[PHP-DEV] is_numeric_string an hexadecimal numbers (123 == 0x7B)
Hi internals! The internal is_numeric_string [1] function is used to check whether a string contains a number (and to extract that number). Currently is_numeric_string also accepts hexadecimal strings [2] (apart from the normal decimal integers and doubles). This can cause some quite odd behavior at times. E.g. string comparisons also use is_numeric_string, resulting in the behavior: var_dump('123' == '0x7b'); // true In all other parts of the engine hexadecimal strings are not recognized [3]: var_dump((int) '0x7b'); // int(0) This also causes minor problems in other parts of the engine where is_numeric_string is used. E.g. $string = 'abc'; var_dump($string['0xabc']); // string(a) // 0xabc is first accepted as a number by is_numeric_string, but then cast to 0 by convert_to_long But: $string = 'abc'; var_dump($string['0abc']); // outputs (as expected): Notice: A non well formed numeric value encountered in /code/8KXrYZ on line 9 NULL In my eyes accepting hex strings in is_numeric_string leads to a quite big WTF effect and causes problems and as such should be dropped. I don't think this has much BC impact, so it should be possible to change it. Nikita [1]: http://lxr.php.net/xref/PHP_TRUNK/Zend/zend_operators.h#is_numeric_string [2]: http://lxr.php.net/xref/PHP_TRUNK/Zend/zend_operators.h#131 [3]: http://www.php.net/manual/en/language.types.string.php#language.types.string.conversion -- PHP Internals - PHP Runtime Development Mailing List To unsubscribe, visit: http://www.php.net/unsub.php
Re: [PHP-DEV] is_numeric_string an hexadecimal numbers (123 == 0x7B)

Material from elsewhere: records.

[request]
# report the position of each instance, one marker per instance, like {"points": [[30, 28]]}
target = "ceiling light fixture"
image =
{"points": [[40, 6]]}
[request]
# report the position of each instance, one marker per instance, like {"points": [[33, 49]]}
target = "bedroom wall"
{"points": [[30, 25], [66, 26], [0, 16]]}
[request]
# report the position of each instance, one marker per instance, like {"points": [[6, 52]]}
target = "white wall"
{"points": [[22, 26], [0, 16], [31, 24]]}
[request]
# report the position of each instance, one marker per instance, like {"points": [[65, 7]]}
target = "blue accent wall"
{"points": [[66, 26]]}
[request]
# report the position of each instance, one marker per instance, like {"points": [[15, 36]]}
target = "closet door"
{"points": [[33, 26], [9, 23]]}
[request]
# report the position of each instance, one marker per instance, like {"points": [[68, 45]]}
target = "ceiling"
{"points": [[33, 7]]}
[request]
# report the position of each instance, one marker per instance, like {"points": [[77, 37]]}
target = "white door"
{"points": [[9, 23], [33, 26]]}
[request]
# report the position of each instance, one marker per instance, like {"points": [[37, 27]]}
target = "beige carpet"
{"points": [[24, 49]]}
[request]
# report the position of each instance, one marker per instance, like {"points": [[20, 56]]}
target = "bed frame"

hi! On Tue, Apr 17, 2012 at 1:20 PM, Nikita Popov nikita@googlemail.com wrote: [3]: http://www.php.net/manual/en/language.types.string.php#language.types.string.conversion From the manual: If the string starts with valid numeric data, this will be the value used. Otherwise, the value will be 0 (zero). Valid numeric data is an optional sign, followed by one or more digits (optionally containing a decimal point), followed by an optional exponent. The exponent is an 'e' or 'E' followed by one or more digits. So no problem from to change this confusing behavior. Cheers, -- Pierre @pierrejoye | http://blog.thepimp.net | http://www.libgd.org -- PHP Internals - PHP Runtime Development Mailing List To unsubscribe, visit: http://www.php.net/unsub.php
Re: [PHP-DEV] is_numeric_string an hexadecimal numbers (123 == 0x7B)

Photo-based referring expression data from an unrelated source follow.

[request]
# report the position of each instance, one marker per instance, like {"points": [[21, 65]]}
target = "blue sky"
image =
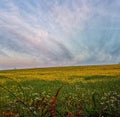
{"points": [[43, 33]]}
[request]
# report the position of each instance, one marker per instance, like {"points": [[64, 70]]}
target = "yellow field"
{"points": [[65, 74]]}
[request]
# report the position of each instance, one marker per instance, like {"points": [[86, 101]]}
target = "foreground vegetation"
{"points": [[85, 91]]}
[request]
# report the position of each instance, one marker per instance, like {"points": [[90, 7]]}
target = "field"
{"points": [[86, 91]]}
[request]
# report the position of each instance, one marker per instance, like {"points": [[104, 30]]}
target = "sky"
{"points": [[47, 33]]}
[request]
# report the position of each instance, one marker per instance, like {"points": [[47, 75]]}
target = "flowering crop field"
{"points": [[79, 91]]}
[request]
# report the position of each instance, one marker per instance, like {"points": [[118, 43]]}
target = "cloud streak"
{"points": [[52, 33]]}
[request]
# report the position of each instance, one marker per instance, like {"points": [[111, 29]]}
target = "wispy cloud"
{"points": [[50, 33]]}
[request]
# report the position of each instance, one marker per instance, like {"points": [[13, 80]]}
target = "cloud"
{"points": [[51, 33]]}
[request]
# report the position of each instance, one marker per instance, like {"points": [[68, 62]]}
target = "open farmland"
{"points": [[89, 91]]}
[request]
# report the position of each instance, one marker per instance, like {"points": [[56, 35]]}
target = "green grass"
{"points": [[95, 88]]}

2012/4/17 Nikita Popov nikita@googlemail.com var_dump('123' == '0x7b'); // true In all other parts of the engine hexadecimal strings are not recognized [3]: var_dump((int) '0x7b'); // int(0) Hi, Nikita I personally would rather change the type-conversion for strings to integer ... At least if you force it to do a type-cast (in other words: forcing to get any valuable integer of that string) ... Bye Simon -- PHP Internals - PHP Runtime Development Mailing List To unsubscribe, visit: http://www.php.net/unsub.php
Re: [PHP-DEV] is_numeric_string an hexadecimal numbers (123 == 0x7B)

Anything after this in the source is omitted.